İslam'a göre faiz, haksız kazanç elde etmek ve insanları maddi olarak sömürmek olarak kabul edilir İslam'a göre faiz, ekonomik eşitliği ve adil paylaşımı tehdit ettiği için haramdır. Kuran-ı Kerim'de "Faiz yiyenler, ancak şeytanın çarptığı kimsenin kalktığı gibi kalkarlar. Bu, onların, “Alışveriş de faiz gibidir” demelerinden dolayıdır. Oysa Allah, alışverişi helâl, faizi haram kılmıştır. Bundan böyle kime Rabbinden bir öğüt gelir de (o öğüte uyarak) faizden vazgeçerse, artık önceden aldığı onun olur. Durumu da Allah’a kalmıştır. (Allah, onu affeder.) Kim tekrar (faize) dönerse, işte onlar cehennemliklerdir. Orada ebedî kalacaklardır. Allah faizi mahveder, oysa sadakaları bereketlendirir. Allah günahta ve inkârda direnen hiç kimseyi sevmez." (Bakara Suresi-275,276) "Ey iman edenler! Allah’a karşı gelmekten sakının. Eğer Allah’a gerçekten inanıyorsanız, faizden doğan, ancak henüz tahsil etmediğiniz kazançları almaktan vazgeçin. Eğer faizcilikten vazgeçmezseniz, artık Allah ve Rasûlü’ne karşı savaş açtığınızı, onların da size savaş açtığını bilin. Eğer tevbe ederseniz anaparanız sizindir. Böylece ne haksızlık etmiş ne de haksızlığa uğramış olursunuz." (Bakara Suresi-278,279) “Ey iman edenler! Kat kat faiz yemeyin. Allah’a karşı gelmekten sakının ki kurtuluşa eresiniz.” (Âl-i İmrân Suresi-130) ayetlerinde faiz kesin olarak haram kılınmış olup Allah ve Rasülüne savaş açmak olarak nitelendirilmiştir. Peygamber Efendimiz ﷺ “Altına karşılık altın, gümüşe karşılık gümüş, buğdaya karşılık buğday, arpaya karşılık arpa, hurmaya karşılık hurma, tuza karşılık tuz cinsi cinsine birbirine eşit ve peşin olarak satılır. Malların sınıfları değişirse peşin olmak şartıyla istediğiniz gibi satın” (Müslim, Müsâkât 81; Tirmizî, Buyû 23) "Her kim bu şekil mübâdelede fazla verir veya alırsa şüphesiz ribâ yapmış olur" (Tirmizî, Büyü`, 23) buyurarak faizin her türlüsünü Peygamber Efendimiz ﷺ yasaklamıştır. Faiz, insanı helâke sürükleyen yedi büyük günahtan birisidir. (Buhârî, Vasâyâ 23, Tıb 48, Hudûd 44; Müslim, Îmân 145. Ayrıca bk. Ebû Dâvûd, Vesâyâ 10; Nesâî, Vesâyâ 12)

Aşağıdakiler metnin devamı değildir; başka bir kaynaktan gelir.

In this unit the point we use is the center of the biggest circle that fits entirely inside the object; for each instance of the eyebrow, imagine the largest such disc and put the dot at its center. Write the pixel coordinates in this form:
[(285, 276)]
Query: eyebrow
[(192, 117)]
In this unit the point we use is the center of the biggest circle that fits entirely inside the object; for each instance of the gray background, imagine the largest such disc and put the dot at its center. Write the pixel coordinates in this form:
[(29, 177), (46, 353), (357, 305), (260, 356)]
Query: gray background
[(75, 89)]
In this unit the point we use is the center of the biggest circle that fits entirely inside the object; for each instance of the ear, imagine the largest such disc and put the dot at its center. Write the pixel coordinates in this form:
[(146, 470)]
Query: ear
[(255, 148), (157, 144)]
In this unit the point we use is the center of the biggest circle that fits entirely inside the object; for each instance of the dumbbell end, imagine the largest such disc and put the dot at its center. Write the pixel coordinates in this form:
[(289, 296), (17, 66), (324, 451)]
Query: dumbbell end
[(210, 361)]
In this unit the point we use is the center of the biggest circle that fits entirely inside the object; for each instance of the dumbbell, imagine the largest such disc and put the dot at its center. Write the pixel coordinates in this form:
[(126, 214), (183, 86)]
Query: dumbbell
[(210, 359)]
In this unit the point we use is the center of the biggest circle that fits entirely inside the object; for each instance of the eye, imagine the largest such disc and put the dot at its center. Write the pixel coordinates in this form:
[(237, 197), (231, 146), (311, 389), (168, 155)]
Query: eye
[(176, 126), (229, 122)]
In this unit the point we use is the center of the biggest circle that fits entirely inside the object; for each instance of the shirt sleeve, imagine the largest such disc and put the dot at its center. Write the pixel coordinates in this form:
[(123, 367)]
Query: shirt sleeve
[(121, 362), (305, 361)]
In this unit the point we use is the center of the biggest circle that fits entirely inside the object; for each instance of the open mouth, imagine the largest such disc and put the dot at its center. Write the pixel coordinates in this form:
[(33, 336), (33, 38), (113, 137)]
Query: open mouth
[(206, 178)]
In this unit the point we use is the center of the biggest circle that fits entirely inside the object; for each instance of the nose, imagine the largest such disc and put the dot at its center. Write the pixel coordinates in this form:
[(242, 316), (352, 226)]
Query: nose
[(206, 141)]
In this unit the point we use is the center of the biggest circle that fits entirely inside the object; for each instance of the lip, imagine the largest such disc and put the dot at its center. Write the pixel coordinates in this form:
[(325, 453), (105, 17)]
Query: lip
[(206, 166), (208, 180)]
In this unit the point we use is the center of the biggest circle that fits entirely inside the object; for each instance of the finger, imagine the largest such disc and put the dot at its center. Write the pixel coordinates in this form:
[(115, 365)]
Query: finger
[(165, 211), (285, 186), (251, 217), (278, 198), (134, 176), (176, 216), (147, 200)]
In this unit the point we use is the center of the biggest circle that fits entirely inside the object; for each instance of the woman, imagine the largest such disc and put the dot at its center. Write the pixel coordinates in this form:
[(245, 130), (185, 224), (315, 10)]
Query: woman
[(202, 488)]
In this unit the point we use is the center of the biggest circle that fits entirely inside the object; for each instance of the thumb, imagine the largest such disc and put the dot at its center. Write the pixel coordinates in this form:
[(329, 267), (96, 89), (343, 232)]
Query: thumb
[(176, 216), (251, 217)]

İslam'a göre gelir elde etmenin adil yolları arasında faiz almak veya ödemek yer almaz. Bu nedenle, faiz ve riba, İslam'ın ekonomik prensiplerine aykırı olduğu için kesinlikle caiz değildir ve faizle yapılan işlemlerin her türlüsü haramdır. Faiz, İslam ahlakına aykırı olarak yapılan her türlü faaliyetlerin sonucunda elde edilen emeksiz para kazanma işlemidir. Faizin toplumda adaletsizlik oluşturur ve toplum ahlakını yok eder. Bu nedenle İslami finans kurallarına göre faizli işlemler hiçbir şekilde yapılamaz ve faiz alınıp verilemez. Müslümanlar faizden kaçınmalı ve helal kazanç elde etmenin yollarını aramalıdır. Müslümanlar, borç ilişkilerinde karşılıklı yardımlaşma, hoşgörü ve dayanışma ruhunu esas almalıdır.  İslam'a göre faizsiz finansal araçlar arasında karşılıklı yardımlaşma prensibi üzerine kurulan "kar-zarar ortaklığı", "kooperatif kültürü", "sadaka", "zekat", "mudaraba", "murabaha" ve "karz-ı hasen" gibi uygulamalar bulunmaktadır. Bu faizsiz finansal modellerde, borç veren ve alan kişide herhangi bir ek kazanç ve külfet oluşmaz. İslam'ın faiz karşıtı bu net tutumu, ekonomik adaleti ve toplumsal refahı sağlar. 
"Murabaha", terim olarak bir malın alış fiyatı veya maliyeti üzerine belirli bir kâr konarak satılmasını ifade eder. İslami finansman alanında kullanılan bir tür satış sözleşmesidir. Bu sözleşme, iki taraf arasında bir malın belli bir kar marjı ile alınıp, daha yüksek bir fiyatla satılmasını içerir. Bu şekilde, finans kurumu, müşteriye belirli bir kar marjı ekleyerek malı satar. Malın taksitle ödenmesi durumunda ise, taksitler sabit bir şekilde ödenir ve belirlenen vade sonunda malın tamamı müşteriye devredilir. Murâbaha güvene dayalı bir anlaşmadır.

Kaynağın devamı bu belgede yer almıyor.